David Carr and AO Scott used to do a series of trenchant videos at the NY Times. They called the series The Sweet Spot. Back on July 19, 2013 the subject was jargon. In the video Scott reads from a Carr tech article: ” “You can’t scale your way out of a paradym shift.” Come again?
David doesn’t try to wiggle out of it. He explains: “In the tech world writers become prisoners of their source base. We want them to think we’re smart.” If you can’t use the jargon of your field of interest, you have no credibility in that field. Jargon can also flip over into the use of euphemisms. As an example a Sweet Spot guest cites Google. When Google decided to send a product called Google Reader down the tubes, they softened the message by saying they were “sunsetting” the product. The term caught on, and is now definitely in the jarg0n of the business world.

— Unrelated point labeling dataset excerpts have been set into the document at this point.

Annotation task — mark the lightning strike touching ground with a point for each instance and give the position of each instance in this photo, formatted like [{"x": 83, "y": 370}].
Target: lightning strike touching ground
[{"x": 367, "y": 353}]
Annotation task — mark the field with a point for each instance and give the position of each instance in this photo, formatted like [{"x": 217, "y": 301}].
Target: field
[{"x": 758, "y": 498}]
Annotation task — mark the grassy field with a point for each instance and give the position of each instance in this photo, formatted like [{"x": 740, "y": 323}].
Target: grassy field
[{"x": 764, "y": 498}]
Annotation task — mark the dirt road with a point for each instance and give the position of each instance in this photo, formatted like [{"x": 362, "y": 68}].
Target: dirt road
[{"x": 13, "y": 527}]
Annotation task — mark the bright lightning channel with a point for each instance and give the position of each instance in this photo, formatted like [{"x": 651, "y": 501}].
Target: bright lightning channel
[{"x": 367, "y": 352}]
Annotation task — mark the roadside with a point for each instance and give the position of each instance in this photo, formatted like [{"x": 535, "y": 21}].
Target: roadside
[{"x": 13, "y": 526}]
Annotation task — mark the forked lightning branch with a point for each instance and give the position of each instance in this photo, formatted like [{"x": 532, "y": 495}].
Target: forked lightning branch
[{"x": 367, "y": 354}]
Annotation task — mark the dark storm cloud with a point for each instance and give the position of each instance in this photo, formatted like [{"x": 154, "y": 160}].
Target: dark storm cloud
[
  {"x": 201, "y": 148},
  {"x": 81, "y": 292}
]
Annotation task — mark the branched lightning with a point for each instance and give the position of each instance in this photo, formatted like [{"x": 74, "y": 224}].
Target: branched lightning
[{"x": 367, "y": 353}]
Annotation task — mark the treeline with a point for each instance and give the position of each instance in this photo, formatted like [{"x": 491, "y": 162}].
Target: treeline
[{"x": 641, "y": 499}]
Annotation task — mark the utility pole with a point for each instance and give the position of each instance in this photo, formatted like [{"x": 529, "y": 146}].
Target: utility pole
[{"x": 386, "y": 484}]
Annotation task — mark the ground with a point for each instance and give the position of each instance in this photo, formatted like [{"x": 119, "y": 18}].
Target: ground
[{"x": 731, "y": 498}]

In the US Army of today, if you want to talk about anti-personnel mines and artillery shells buried in roads in Afghanistan and Iraq you shorten it down and pretty it up a little by referring to these deadly weapons as IED (Improvised Explosive Devices). In fact military lingo is littered with acronyms that only the “natives” understand. Carr and Scott talk about outsiders using jargon as “going native”. It can be bewildering to the uninitiated. But it’s not all bad. Jargon can be a valuable shortcut to very specific references to the veterans of a field of endeavor.
In the blogging world, you quickly learn to talk in terms of “landing pages”, “posts”, “widgets”, “plugins”, and “Sharing”. It’s part of earning your chops.
What do you think about jargon? Should we do away with it?